Given the scale of the task and the compute times reported in the original paper, I'm not sure how tractable a solution would be anyway.

numpy has an implementation numpy.linalg.cholesky but that's likely to be impossibly slow on the CPU, I think. There are C++ libraries such as GSL that implement the Cholesky algorithm if anyone has the skill and inclination to incorporate them into a working system, however; for example int gsl_linalg_cholesky_decomp.

[KnutJaegersberg]

who can do that?

[KnutJaegersberg]

could be very impactful

[timothelaborie]

There are 2 problems with the QMoE paper:

• The model that they compress has 2048 experts per layer, which is very inefficient
• The model that they compress was trained on about 0.3 tokens per parameters, so it naturally compresses really well. For comparison, Llama 2 7B was trained on 285 tokens per parameter

This paper is overhyped and misleading.

[kalomaze]

There are 2 problems with the QMoE paper:

• The model that they compress has 2048 experts per layer, which is very inefficient
• The model that they compress was trained on about 0.3 tokens per parameters, so it naturally compresses really well. For comparison, Llama 2 7B was trained on 285 tokens per parameter

This paper is overhyped and misleading.

I agree.

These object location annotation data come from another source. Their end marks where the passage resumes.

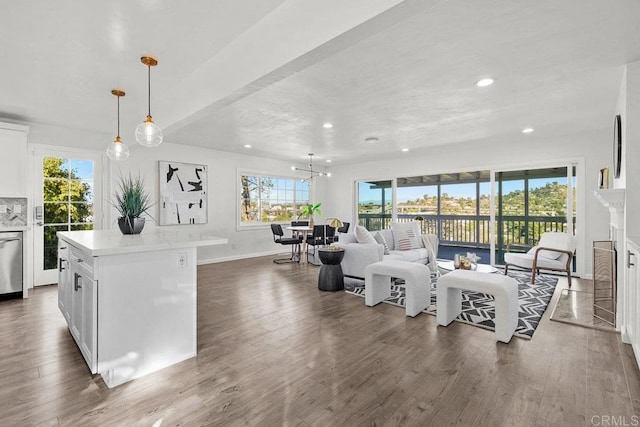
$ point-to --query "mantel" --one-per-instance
(614, 200)
(611, 198)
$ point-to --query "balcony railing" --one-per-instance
(473, 230)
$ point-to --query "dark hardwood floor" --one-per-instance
(273, 350)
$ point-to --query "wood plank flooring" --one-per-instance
(273, 350)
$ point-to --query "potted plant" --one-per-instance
(309, 210)
(131, 201)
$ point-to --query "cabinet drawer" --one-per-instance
(82, 259)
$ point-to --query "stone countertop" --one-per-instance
(14, 228)
(113, 242)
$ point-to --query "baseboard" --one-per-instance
(238, 257)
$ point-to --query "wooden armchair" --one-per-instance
(554, 252)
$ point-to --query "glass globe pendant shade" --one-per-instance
(148, 134)
(117, 151)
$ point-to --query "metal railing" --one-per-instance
(474, 230)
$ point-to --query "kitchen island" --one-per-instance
(130, 300)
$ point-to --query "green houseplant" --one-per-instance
(309, 210)
(131, 201)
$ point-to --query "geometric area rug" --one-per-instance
(478, 309)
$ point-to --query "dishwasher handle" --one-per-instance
(76, 279)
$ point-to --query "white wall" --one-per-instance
(222, 196)
(592, 149)
(631, 148)
(13, 161)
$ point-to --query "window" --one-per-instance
(374, 204)
(267, 199)
(68, 201)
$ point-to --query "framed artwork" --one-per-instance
(183, 193)
(617, 146)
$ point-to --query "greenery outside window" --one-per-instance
(267, 199)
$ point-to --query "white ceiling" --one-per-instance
(270, 72)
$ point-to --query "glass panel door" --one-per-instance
(66, 197)
(529, 203)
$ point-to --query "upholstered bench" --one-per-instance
(377, 284)
(503, 288)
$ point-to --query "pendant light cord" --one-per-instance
(118, 116)
(149, 87)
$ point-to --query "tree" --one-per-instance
(67, 200)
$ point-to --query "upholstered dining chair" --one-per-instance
(554, 252)
(278, 237)
(322, 236)
(342, 229)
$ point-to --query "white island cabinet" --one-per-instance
(130, 300)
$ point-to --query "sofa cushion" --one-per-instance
(406, 235)
(380, 239)
(388, 237)
(363, 235)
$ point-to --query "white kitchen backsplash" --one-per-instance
(13, 211)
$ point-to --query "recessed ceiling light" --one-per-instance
(484, 82)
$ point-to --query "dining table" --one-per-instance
(301, 230)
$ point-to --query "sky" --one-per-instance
(455, 190)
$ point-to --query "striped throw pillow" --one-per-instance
(406, 235)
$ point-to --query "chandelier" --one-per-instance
(312, 173)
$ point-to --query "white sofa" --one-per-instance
(357, 256)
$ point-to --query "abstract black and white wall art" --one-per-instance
(183, 193)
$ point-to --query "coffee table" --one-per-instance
(482, 268)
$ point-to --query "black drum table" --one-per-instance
(331, 277)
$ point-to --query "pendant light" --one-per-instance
(148, 134)
(117, 150)
(312, 172)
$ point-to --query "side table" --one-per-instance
(331, 277)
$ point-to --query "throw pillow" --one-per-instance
(363, 235)
(406, 235)
(380, 239)
(545, 254)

I noticed something interesting the other day, in that, the f16 GGUF of Mistral 7b has a 70% compression ratio in 7zip, but all the quants were over 98% (5_K_M was 99%, and even rounded up to 100% near the end).

I really doubt that open source models with parameter counts in the billions compress nearly as well as a trillion parameter model where there is just so much dead weight.

And I guess you could compress further beyond pure quantization in theory by trying dictionary-based lossless compression on the quantized weights or something, but the access speeds would be truly abysmal unless the dictionary was small.

[teleprint-me]

The access time in a hash table or dictionary is constant, O(1). The only issue is with conflicts.

I suppose as the dictionary increases in size, this could be problematic for other reasons, but not lookup times.

H5 compression did this pretty nicely and is utilized enough to justify it.

[nivibilla]

According to this paper qMoE was tested on mixtral and it showed poor performance.

Hence closing this issue as completed.